Loud 9: Kevin Durant’s 9-point run announces playoff arrival
Dilip Vishwanat/NBAE/Getty Images

If Kevin Durant’s blitz at the end of the fourth quarter Wednesday doesn’t finish as his signature moment of the 2011 playoffs, then may God have mercy on the Western Conference and my distressed vital organs.

There used to be a few candidates for the moment when KD stamped himself as a superstar in the NBA. There was no definitive answer. Winning his first league scoring title, leading the “B Team” to a World Championship, starting the All Star Game — all could be argued. But that debate ended Wednesday. NBA superstars make their names in the playoffs, and KD just made his. Scoring nine points in the final 3:24 of the series-clinching win over the Nuggets, along with a key block, is his moment.

For now, at least. The second round awaits, and Wednesday night was the kind that leaves you wanting more. And I’ll bet Durant feels the same way.

Durant’s run answered any possible nagging doubt you could have about his ability to take over just like he did against the Nuggets. The relatively poor shooting on iso sets late in games? Not a problem on Wednesday. Getting to his spots? Did so just fine, thank you. Getting separation from good defenders? Check. Making plays on defense? Ask J.R. Smith about that. Finding the open man instead of taking a bad shot? James Harden splashed his tying 3-pointer off a KD pass right before Durant’s finishing scoring run. Picking up his team on the offensive end and carrying it to a come-from-behind, pressure-packed victory? It just happened.

How many kids in Oklahoma are going to head out to the basketball goal in their driveway after school today and reenact Wednesday night’s comeback? I know that’s what I would have been doing at that age. I can’t tell you how many times I shot a fadeaway jumper in my driveway yelling, “Jordan …. YESSSSS!” with every made shot. I’m sure kids have been doing that routine with Durant in mind for awhile, but there will be more now. Game 5 will play out on Oklahoma driveways an untold number of times through the rest of the spring and summer.[quote]

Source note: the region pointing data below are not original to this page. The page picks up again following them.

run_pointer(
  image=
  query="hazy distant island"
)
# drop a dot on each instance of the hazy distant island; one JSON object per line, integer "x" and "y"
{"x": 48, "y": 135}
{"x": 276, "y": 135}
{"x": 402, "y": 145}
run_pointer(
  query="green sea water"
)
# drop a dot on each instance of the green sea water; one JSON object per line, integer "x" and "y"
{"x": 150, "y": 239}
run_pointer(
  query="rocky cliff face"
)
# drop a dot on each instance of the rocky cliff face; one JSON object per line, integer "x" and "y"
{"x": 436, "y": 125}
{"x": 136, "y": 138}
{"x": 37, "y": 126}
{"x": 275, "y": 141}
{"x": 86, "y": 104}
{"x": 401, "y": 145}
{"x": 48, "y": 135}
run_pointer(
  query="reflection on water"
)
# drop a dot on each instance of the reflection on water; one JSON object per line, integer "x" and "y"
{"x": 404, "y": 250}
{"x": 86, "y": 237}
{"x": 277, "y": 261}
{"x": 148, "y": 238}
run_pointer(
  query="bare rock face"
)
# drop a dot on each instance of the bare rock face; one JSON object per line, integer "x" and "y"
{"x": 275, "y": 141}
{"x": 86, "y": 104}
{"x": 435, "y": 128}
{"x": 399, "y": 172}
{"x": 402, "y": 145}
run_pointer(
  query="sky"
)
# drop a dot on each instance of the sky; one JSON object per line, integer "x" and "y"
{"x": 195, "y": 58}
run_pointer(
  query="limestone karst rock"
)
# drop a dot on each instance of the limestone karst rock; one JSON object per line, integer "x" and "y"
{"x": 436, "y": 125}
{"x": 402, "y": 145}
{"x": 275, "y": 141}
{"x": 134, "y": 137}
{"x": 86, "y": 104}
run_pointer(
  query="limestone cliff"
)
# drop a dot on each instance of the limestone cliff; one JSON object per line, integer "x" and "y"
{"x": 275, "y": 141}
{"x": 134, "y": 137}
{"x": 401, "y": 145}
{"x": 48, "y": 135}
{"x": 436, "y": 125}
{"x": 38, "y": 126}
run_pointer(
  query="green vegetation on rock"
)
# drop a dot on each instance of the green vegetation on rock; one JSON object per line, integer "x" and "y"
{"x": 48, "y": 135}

The beauty of Wednesday’s Game 5 performance is that Durant seemed to lift his teammates along with him. It looked bleak when Denver took that late nine-point lead. I know my thoughts were already drifting to Game 6, and likely a Game 7. But the Thunder’s leader led them. Harden complemented his trey with a key block on Arron Afflalo. Serge Ibaka added two more blocks in the late run just when you thought he couldn’t possibly do more to change the game on that end. Everyone else was active, intense and ready. Russell Westbrook, who couldn’t buy a shot as he struggled mentally in the aftermath of his well-publicized struggles in Game 4, deferred to KD when it mattered most. (And, for the record, I will ride with Westbrook any time. Period.)

And though Durant was complimentary of the crowd, KD was the one who lifted Oklahoma City fans in the arena to a higher level. I predicted Wednesday that the Game 5 crowd would be the loudest in the city’s history. Except for the final four minutes or so, I could not have been more wrong. The crowd sucked for most of the game, to put it bluntly. For a few possessions at the beginning, it was a normal still-the-Ford Center playoff crowd. But for most of the rest of the night, the crowd was too nervous to truly affect the game. “DE-FENSE” chants were half-hearted. The roars came on made shots, but the anguished screams from bad misses added to the tension in the arena. Only when Durant rose to the occasion late in the game did the crowd do the same.

What happened Wednesday was what Thunder fans have dreamed of since the last half of the team’s inaugural season here when it became evident that OKC had some fight and some real promise. Our superstar played like one when his team, and his fans, needed him the most.

But we’re not done yet. The chance for more heroics will begin as soon as the Grizzlies and Spurs decide their series. As scintillating as Durant’s performance was Wednesday, the best may be yet to come. Sign me up for that.